Parfois, le conteur groupe ces créatures idéales : toute une légion de beautés défile devant le jeune premier, qui sent à chaque instant son cœur lui échapper. Enfin apparaît celle qui est destinée à l’heureux mortel, et celle-là est naturellement cent fois plus belle que toutes les autres. Aussi notre amoureux s’évanouit-il, et l’on comprend qu’en effet il soit à bout de forces.

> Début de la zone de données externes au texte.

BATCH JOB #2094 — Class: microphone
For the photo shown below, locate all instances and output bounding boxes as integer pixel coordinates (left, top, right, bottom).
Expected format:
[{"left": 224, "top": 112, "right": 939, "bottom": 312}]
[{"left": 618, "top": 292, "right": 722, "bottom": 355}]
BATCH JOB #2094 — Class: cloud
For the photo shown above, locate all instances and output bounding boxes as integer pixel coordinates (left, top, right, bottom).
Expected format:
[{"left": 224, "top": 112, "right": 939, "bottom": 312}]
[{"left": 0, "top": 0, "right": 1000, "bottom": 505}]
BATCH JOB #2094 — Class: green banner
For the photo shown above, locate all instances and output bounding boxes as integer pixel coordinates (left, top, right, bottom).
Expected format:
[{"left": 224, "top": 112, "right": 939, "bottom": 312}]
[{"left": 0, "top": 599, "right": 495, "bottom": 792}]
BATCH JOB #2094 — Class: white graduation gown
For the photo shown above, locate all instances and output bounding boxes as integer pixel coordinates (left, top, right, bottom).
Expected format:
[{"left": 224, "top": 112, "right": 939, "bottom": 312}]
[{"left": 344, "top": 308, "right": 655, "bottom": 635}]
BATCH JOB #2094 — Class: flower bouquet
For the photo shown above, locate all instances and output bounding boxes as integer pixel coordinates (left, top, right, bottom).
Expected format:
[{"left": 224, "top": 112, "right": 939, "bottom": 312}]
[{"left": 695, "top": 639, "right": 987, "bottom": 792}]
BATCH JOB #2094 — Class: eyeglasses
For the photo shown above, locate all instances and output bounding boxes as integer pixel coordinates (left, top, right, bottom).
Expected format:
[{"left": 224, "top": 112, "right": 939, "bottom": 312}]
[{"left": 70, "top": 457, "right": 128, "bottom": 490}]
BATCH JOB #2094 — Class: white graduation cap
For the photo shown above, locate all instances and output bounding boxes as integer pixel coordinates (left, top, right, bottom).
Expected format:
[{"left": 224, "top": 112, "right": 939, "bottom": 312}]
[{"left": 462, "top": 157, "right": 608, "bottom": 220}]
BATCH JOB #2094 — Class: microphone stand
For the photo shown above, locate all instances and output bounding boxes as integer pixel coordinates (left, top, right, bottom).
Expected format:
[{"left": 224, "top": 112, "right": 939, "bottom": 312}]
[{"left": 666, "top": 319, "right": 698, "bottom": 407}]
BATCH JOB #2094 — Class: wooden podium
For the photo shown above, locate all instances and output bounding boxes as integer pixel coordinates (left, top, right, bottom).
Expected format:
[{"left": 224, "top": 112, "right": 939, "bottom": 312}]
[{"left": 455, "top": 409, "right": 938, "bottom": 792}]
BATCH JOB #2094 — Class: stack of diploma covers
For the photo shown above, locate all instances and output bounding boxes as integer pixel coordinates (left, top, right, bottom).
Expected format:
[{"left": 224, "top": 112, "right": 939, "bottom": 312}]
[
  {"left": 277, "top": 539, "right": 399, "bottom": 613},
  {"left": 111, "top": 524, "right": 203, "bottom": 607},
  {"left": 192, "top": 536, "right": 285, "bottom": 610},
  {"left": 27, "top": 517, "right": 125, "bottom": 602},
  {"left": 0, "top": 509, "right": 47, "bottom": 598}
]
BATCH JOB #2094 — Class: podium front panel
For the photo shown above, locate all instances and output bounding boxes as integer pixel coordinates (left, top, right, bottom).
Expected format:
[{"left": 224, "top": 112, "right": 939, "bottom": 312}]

Il arrive, d’ailleurs, souvent aux amants des contes orientaux de s’évanouir. Rien ne trouble leur sangfroid, rien n’émeut leur bravoure, si ce n’est la beauté de leurs dames ou la crainte de leur avoir déplu. Dans ces deux cas, aucun ne manque à tomber en pâmoison.

Si l’on ignorait combien les Orientaux aiment le luxe, la magnificence, on l’apprendrait par leurs contes. Tous les jardins qu’ils nous décrivent sont des Édens, et les palais sont d’une richesse à défier tous les artifices de la féerie théâtrale.

Nous sommes bien forcés de l’avouer, la gourmandise et l’intempérance sont les péchés favoris des enfants de l’Orient, et loin de s’en cacher, ils revêtent ces imperfections des couleurs les plus séduisantes. Dans la plupart de leurs contes, les personnages festoient, mangent les mets les plus délicats, boivent les liqueurs les plus agréables ; le vin lui-même (voile-toi la face, ô Mahomet !) coule délicieusement le long de leurs gosiers. Presque toujours aussi leurs femmes, même les plus poétiques, font la débauche[1] soit avec leurs esclaves, soit avec leurs amants.

De nombreux recueils de contes orientaux ont été publiés en France depuis le commencement du XVIIIe siècle, mais

  1. Débauche a ici le sens de festin.